4. Limites de la bonne foi

 
En droit des contrats, la mise en œuvre de la bonne foi est incontournable mais doit néanmoins être tempérée et ce, à plusieurs niveaux.
 

La liberté contractuelle

 

Souviens-toi, la bonne foi régit les négociations précontractuelles, la rupture des pourparlers ne doit pas être teintée de mauvaise foi.

Toutefois, un principe prévaut : la liberté contractuelle, consacrée à l’article 1102 du Code civil, qui suppose que les parties sont libres d’entamer et de mettre fin à leurs négociations.

Autrement dit, la bonne foi n’intervient qu’à titre secondaire et pourrait être écartée au profit de la liberté contractuelle. Le juge met ces principes dans la balance et les applique au cas par cas.
 

La portée limitée de l’obligation d’information 

 

On l’a vu, la bonne foi impose au contractant qui connaît une information dont l’importance est déterminante pour le consentement de son cocontractant de l’en informer dès lors que, légitimement, ce dernier ignore cette information ou lui fait confiance.

Pour autant, certaines informations restent hors de portée de cette obligation d’information et n’ont pas à être révélées par le contractant, alors même que leur dissimulation pourrait être contraire à la bonne foi.

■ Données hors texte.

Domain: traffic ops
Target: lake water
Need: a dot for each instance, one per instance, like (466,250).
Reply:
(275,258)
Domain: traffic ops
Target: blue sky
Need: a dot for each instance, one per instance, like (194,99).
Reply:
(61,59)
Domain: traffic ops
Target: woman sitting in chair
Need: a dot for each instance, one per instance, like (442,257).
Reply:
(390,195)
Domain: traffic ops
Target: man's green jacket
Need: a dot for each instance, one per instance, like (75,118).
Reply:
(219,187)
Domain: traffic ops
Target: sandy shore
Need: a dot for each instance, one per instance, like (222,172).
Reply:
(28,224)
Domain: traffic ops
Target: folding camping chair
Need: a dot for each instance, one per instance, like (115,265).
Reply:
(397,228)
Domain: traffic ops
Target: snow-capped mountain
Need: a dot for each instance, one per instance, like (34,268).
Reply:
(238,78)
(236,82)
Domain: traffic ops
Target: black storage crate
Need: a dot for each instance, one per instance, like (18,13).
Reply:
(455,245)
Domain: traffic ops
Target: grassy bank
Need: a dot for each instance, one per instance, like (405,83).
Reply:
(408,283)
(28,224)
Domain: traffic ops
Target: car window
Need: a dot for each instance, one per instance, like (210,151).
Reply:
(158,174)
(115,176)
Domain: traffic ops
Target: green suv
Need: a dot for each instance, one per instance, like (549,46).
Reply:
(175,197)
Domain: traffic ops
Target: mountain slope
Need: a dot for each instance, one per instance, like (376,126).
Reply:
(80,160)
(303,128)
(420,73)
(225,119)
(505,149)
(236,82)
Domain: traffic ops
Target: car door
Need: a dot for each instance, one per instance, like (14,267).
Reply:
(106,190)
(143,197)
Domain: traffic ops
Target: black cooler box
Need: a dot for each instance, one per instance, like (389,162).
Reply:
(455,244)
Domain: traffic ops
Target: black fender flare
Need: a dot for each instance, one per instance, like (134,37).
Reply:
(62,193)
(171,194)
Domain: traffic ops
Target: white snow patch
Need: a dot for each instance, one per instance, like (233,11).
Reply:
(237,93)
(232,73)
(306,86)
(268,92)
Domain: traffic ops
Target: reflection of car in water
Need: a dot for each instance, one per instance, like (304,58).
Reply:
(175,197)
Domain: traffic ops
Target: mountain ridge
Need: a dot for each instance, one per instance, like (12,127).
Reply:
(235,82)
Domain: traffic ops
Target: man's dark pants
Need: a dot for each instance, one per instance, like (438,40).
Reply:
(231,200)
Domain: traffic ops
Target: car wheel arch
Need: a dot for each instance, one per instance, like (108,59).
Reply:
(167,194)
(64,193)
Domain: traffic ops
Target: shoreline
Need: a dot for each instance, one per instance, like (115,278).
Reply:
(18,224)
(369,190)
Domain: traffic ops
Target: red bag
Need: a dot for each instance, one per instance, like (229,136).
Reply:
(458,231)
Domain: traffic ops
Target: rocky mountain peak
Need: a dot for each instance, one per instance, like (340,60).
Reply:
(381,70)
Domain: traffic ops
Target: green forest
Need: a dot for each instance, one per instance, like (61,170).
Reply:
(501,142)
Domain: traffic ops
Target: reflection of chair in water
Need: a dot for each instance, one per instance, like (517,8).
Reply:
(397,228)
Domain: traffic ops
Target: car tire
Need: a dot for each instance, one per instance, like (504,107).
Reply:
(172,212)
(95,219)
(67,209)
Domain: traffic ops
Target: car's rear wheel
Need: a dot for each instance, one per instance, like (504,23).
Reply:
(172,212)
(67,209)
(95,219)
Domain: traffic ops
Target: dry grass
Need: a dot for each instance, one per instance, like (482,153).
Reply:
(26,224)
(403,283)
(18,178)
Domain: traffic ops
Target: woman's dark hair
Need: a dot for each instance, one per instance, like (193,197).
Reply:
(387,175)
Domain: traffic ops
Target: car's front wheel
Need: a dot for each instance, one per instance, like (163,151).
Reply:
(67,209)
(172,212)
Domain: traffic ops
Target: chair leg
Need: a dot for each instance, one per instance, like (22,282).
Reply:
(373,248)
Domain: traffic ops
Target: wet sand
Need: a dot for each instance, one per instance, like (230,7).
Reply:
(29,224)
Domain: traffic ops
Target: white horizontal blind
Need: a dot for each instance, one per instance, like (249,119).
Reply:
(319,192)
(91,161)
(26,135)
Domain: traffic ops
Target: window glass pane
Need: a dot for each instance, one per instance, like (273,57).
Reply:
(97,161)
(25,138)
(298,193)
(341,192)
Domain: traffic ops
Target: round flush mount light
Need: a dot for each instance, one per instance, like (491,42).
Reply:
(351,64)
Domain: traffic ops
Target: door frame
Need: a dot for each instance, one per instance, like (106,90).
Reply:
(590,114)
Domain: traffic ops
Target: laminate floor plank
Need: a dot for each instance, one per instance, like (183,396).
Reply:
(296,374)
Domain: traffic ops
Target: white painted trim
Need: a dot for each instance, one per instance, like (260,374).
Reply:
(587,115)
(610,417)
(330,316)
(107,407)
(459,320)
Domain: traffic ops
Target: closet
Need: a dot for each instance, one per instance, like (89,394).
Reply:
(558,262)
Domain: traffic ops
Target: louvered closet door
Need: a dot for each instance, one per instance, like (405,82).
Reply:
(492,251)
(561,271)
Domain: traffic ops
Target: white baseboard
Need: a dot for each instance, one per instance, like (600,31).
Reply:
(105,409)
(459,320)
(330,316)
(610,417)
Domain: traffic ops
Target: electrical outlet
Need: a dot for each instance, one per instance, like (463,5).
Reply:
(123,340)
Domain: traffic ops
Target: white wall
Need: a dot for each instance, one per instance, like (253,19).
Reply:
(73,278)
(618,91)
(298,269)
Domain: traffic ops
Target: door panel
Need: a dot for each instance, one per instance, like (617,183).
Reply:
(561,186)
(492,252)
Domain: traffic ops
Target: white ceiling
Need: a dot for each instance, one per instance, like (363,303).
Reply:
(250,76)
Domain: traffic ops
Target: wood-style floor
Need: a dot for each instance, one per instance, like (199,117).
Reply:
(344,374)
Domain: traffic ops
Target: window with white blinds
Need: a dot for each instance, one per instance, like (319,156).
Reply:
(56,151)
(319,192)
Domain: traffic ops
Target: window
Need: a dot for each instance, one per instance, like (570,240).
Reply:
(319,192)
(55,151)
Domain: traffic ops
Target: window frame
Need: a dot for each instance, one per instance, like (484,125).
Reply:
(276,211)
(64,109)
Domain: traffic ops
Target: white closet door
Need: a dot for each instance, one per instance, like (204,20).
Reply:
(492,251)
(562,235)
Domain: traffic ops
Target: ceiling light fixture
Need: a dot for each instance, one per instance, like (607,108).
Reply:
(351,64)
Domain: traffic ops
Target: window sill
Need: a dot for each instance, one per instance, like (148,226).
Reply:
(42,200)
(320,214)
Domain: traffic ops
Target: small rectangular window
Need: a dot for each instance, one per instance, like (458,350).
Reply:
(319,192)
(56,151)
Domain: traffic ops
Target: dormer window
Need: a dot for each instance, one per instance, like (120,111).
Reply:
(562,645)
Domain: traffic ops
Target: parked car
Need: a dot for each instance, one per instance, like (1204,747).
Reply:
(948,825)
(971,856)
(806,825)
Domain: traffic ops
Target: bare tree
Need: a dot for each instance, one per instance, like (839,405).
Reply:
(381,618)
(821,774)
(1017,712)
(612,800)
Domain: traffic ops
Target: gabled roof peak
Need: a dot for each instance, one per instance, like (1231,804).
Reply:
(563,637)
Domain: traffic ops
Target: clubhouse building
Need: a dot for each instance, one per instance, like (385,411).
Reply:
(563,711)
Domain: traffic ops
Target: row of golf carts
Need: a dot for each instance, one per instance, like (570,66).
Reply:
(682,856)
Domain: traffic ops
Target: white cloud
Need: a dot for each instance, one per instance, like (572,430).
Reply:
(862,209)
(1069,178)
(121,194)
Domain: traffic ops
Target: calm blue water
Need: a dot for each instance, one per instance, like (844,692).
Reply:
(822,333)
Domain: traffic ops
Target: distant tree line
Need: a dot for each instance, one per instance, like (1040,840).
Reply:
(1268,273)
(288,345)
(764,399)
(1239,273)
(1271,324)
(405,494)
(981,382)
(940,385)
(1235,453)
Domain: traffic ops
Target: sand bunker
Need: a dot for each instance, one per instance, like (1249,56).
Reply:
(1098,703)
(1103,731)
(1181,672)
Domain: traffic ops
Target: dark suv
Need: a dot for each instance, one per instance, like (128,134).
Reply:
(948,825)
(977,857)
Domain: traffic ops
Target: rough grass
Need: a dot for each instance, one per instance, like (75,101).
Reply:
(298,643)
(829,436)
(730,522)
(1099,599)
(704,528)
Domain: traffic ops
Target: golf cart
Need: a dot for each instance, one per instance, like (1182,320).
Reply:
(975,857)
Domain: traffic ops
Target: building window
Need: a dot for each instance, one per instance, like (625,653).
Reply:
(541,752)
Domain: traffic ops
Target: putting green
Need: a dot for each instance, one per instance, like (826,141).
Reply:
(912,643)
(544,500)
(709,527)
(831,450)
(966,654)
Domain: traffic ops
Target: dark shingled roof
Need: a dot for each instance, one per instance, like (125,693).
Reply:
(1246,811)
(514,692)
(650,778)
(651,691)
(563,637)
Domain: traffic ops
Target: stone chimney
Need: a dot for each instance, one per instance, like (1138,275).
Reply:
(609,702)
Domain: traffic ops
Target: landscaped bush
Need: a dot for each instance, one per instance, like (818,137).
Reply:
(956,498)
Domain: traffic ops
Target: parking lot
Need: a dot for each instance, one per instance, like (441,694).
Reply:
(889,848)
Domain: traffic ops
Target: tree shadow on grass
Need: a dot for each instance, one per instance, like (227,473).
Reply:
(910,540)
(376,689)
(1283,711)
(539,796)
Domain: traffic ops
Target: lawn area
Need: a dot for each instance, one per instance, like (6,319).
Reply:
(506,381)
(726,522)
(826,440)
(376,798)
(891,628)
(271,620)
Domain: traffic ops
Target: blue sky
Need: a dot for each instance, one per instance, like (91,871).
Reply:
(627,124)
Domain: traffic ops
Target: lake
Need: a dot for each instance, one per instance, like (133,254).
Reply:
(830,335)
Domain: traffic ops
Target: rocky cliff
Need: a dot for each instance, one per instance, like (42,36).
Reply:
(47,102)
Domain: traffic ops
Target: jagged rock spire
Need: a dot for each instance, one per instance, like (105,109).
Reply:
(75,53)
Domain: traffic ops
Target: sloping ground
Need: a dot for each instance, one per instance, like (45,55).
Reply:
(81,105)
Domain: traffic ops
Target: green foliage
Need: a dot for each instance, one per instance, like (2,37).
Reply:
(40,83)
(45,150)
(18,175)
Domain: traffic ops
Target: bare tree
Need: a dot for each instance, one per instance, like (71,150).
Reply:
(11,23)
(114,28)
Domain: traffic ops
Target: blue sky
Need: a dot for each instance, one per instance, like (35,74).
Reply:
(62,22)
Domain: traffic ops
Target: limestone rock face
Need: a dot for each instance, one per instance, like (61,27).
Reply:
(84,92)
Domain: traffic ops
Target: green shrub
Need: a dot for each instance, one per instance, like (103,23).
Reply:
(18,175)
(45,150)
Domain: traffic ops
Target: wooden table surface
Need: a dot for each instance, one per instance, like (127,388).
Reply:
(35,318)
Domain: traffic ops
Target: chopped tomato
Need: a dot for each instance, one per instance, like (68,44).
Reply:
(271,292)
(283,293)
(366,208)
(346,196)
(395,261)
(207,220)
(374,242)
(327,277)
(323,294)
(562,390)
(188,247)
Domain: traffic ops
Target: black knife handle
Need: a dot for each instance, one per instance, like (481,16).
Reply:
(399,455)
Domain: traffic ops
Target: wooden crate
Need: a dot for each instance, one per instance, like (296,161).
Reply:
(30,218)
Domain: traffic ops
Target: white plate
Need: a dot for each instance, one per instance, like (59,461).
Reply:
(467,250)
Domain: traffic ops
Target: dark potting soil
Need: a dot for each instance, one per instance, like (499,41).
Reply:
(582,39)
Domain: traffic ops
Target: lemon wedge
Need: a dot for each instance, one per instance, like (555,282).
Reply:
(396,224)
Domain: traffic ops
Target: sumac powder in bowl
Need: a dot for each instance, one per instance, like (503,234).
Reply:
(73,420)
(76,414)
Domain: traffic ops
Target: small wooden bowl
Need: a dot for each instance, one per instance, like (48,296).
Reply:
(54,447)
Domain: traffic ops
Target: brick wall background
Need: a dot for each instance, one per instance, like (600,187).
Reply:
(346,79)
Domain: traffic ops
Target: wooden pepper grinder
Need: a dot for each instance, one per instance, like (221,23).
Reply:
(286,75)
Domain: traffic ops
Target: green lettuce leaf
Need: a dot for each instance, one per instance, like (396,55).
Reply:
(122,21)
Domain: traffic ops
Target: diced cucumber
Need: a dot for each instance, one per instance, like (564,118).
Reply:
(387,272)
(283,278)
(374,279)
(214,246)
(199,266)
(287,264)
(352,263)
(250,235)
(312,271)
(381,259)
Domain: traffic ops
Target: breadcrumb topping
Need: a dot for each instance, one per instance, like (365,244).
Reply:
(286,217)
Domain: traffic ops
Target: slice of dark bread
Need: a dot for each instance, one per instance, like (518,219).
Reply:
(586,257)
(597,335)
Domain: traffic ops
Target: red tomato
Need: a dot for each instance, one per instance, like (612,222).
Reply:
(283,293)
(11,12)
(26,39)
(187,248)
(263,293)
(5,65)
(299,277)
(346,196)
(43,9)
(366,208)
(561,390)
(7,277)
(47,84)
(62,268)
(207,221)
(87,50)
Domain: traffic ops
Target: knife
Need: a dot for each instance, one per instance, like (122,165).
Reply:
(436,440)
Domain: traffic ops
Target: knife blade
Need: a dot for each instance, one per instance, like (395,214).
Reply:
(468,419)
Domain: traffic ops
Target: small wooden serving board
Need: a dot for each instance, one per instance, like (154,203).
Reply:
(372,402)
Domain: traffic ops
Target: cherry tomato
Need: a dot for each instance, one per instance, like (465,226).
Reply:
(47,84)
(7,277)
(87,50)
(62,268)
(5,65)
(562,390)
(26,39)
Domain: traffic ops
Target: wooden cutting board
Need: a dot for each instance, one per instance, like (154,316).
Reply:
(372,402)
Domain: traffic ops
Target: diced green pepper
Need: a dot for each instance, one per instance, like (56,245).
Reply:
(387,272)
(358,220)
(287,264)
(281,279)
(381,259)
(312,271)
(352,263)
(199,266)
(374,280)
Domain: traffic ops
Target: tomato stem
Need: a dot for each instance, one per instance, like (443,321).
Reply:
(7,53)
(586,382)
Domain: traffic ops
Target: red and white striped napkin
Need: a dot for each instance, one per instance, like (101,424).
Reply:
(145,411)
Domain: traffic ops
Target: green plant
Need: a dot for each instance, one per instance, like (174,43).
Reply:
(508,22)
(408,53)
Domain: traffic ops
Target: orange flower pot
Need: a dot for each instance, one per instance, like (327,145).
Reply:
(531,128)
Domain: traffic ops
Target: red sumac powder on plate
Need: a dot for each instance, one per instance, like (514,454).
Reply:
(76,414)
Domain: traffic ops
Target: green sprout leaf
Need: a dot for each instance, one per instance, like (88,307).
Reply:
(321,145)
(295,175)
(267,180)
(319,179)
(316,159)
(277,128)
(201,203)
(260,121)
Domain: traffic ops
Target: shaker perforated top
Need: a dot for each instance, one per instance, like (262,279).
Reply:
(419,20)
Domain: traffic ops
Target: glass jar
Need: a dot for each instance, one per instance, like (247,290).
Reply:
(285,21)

Cette règle a été énoncée dès l’arrêt « Baldus » par lequel la Cour de cassation censure l’arrêt de la cour d’appel de Versailles faisant droit à une vendeuse qui estimait avoir été trompée par son acquéreur au sujet du prix des photographies qu’elle lui avait vendues.

La jurisprudence est formelle, l’obligation d’information ne porte pas sur la valeur de la chose objet du contrat. Ici, l’absence de bonne foi ne prive pas le contrat de ses effets.
Cette solution est reprise à l’article 1112-1 alinéa 2 du Code civil et à l’article 1137 du Code civil s’agissant du dol « Néanmoins, ne constitue pas un dol le fait pour une partie de ne pas révéler à son cocontractant son estimation de la valeur de la prestation ».
 

La force obligatoire du contrat

 
Le devoir d’exécuter le contrat de bonne foi est restreint dans la mesure où il n’autorise pas le juge à porter atteinte à la substance même des droits et obligations légalement convenus entre les parties. L’exigence de bonne foi ne peut permettre au juge de remettre en cause la substance du contrat. (Cass. com. 10/06/2007
 

Le contrat déséquilibré dès sa conclusion 

 

L’article 1195 du Code civil nous a montré que la renégociation d’un contrat sur le fondement de la bonne foi est possible si ce contrat est devenu déséquilibré lors de son exécution, en raison d’un changement de circonstances imprévisible.

Toutefois, l’obligation d’exécuter le contrat de bonne foi ne peut permettre de renégocier un contrat qui était déséquilibré dès sa conclusion. (Cass. 1ère civ. 16/03/2004)

Au final, si la bonne foi permet de moraliser la conclusion et l’exécution du contrat, elle ne permet pas pour autant de le modifier selon son bon vouloir.

5. La preuve de la bonne foi en droit des contrats

 
Qui doit prouver la bonne foi ? Comment prouver la bonne foi ? 🤔

Le droit des contrats est régi par le principe de présomption de la bonne foi qui suppose que les cocontractants exécutent naturellement leurs obligations de bonne foi.
 

Dès lors, il revient à la personne qui évoque la mauvaise foi d’en apporter la preuve et ce, par tout moyen.

Toutefois, ce principe est atténué dans certains contrats, en vue d’assurer la sécurité juridique de la partie « faible », au sens juridique.

Par exemple, dans le cadre d’une relation contractuelle entre un professionnel et un non professionnel, la mauvaise foi est toujours supposée à l’égard du professionnel lorsque le bien vendu comporte un vice.

Pour le juge, le vendeur professionnel est censé avoir suffisamment d’expérience pour ne pas ignorer les vices cachés liés à la chose qu’il a mise en vente.

Lorsque la mauvaise foi est établie, le requérant peut obtenir la nullité du contrat et le versement de dommages-intérêts.